Oms, Banca mondiale e G20 richiedono decine di miliardi l’anno per la preparazione pandemica, principalmente per vaccini e tecnologie digitali. Ma David Bell, medico esperto di sanità internazionale, contesta queste stime, ritenendole gonfiate. Tra il 2000 e il 2020, escluse Covid-19 e l’influenza H1thal, i focolai pandemici hanno causato meno di 26 mila morti, contro i 2 milioni annui di tubercolosi, Hiv e malaria.

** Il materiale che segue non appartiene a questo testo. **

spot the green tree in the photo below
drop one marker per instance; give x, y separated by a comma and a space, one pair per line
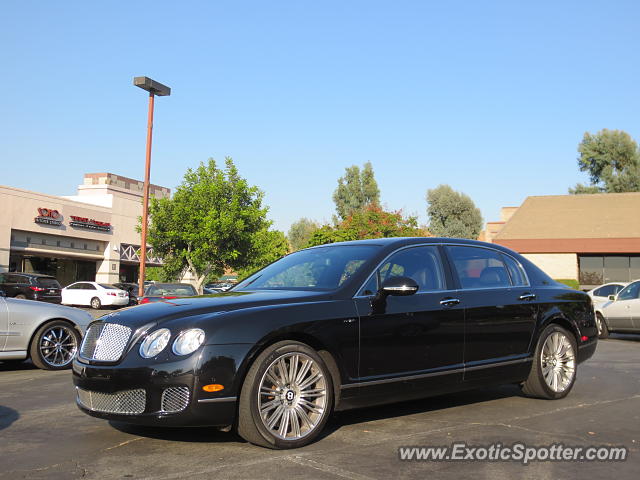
270, 245
300, 232
452, 214
215, 221
612, 160
356, 189
370, 222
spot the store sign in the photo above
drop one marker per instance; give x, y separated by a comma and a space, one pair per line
48, 216
89, 224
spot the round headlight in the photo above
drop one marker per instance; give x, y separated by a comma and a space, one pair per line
188, 341
155, 343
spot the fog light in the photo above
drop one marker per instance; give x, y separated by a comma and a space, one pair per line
214, 387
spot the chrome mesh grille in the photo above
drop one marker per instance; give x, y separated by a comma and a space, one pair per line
174, 399
105, 341
128, 402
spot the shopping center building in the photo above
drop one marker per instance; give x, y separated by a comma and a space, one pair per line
88, 236
593, 239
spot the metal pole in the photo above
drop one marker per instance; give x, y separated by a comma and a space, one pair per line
145, 199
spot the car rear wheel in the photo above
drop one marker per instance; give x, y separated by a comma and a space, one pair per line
54, 345
603, 330
553, 372
286, 397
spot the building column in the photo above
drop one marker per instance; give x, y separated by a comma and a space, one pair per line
108, 270
5, 247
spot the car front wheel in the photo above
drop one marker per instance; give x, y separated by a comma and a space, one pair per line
286, 397
54, 345
553, 372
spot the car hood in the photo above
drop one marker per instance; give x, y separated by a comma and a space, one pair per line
167, 310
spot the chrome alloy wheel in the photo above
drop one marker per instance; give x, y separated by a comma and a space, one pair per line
292, 398
558, 362
58, 345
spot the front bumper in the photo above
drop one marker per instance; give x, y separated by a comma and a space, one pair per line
136, 390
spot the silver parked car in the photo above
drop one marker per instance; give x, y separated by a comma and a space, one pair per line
600, 295
621, 313
48, 334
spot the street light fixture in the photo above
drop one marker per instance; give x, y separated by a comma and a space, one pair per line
154, 88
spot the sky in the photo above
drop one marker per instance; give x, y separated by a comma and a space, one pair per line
490, 97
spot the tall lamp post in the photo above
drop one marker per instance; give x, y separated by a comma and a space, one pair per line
154, 88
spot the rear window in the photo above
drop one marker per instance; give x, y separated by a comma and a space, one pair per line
47, 282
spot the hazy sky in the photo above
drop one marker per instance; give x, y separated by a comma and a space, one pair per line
489, 97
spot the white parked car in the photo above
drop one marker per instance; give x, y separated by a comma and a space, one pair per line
94, 294
622, 314
601, 294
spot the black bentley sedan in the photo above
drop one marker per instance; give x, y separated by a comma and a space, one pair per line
336, 327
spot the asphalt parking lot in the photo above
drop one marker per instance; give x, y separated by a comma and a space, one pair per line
44, 435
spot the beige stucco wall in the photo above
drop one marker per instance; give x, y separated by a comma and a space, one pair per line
20, 207
556, 265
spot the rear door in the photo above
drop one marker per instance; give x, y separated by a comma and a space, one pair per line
4, 323
500, 311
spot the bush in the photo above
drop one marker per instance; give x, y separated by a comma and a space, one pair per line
570, 282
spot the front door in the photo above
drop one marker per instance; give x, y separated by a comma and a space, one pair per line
412, 336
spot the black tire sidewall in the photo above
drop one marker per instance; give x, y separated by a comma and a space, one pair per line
36, 355
543, 338
265, 362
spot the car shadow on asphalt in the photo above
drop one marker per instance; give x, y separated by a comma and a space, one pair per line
16, 365
7, 416
336, 421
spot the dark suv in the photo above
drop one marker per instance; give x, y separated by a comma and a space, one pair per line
32, 286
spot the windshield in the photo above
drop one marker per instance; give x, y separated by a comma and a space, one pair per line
322, 268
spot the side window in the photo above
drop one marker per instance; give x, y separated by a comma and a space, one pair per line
422, 264
479, 267
630, 292
516, 272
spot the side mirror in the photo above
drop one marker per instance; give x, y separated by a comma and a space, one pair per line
399, 286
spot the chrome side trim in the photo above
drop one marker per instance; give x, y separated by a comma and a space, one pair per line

Secondo l’alleanza internazionale Gavi, la tubercolosi è tornata nel 2023 come principale killer infettivo, superando il Covid-19. Bell osserva che la malnutrizione, fattore di vulnerabilità, riceve sempre meno fondi, mentre l’Oms privilegia risposte verticali come i vaccini, guidata dalle priorità dei donatori. Il finanziamento dell’Oms dipende infatti da contributi volontari legati a progetti specifici, con la Fondazione Gates secondo maggior finanziatore dopo gli Usa, seguita da Gavi. Questo sistema ha spostato l’attenzione da cure di base a interventi centralizzati. Elisabeth Paul, esperta di sistemi sanitari mondiali, definisce questa deriva un tradimento della missione normativa dell’Oms, ridotta a esecutrice delle priorità dei donatori e dell’industria farmaceutica, che promuove i vaccini come unica soluzione.
Si delineano due approcci ideologici: combattere malattie specifiche, più attraente per i finanziatori, o promuovere la salute olistica, che rafforza la resilienza contro tutti i patogeni. La Paul sottolinea che un sistema sanitario solido, come previsto dall’agenda dell’amministrazione Trump, resta la migliore preparazione contro future pandemie. Misurare il successo solo in termini di vite salvate dai vaccini e ignorare le cause strutturali come la malnutrizione, distorce le priorità.
Mohamed Lamine Dramé, esperto di politiche sanitarie, critica i progetti imposti dall’alto senza consultare i governi locali. E osserva che il focus sulle emergenze lascia scoperte malattie come malaria e diarrea, ancora letali in molti Paesi.
Il ritiro Usa e i tagli agli aiuti, che hanno ridotto i fondi per programmi Hiv e tubercolosi, avranno impatti immediati sui Paesi più poveri. Tuttavia, alcuni analisti vedono un’occasione di riforma, come l’aumento delle quote obbligatorie dei membri al 40% del budget Oms. Intanto la Cina, pur contribuendo meno degli Usa, ha promesso 500 milioni di dollari in cinque anni.
Il problema, però, va oltre l’Oms. Le istituzioni finanziarie spingono priorità pandemiche per interessi privati e ostacolano il dissenso dei Paesi più piccoli. La crisi dell’Hiv dimostra che nuove strutture possono emergere quando l’Oms tarda a rispondere. Ripensare il ruolo dell’agenzia appare inevitabile in un contesto sanitario mondiale in rapido cambiamento.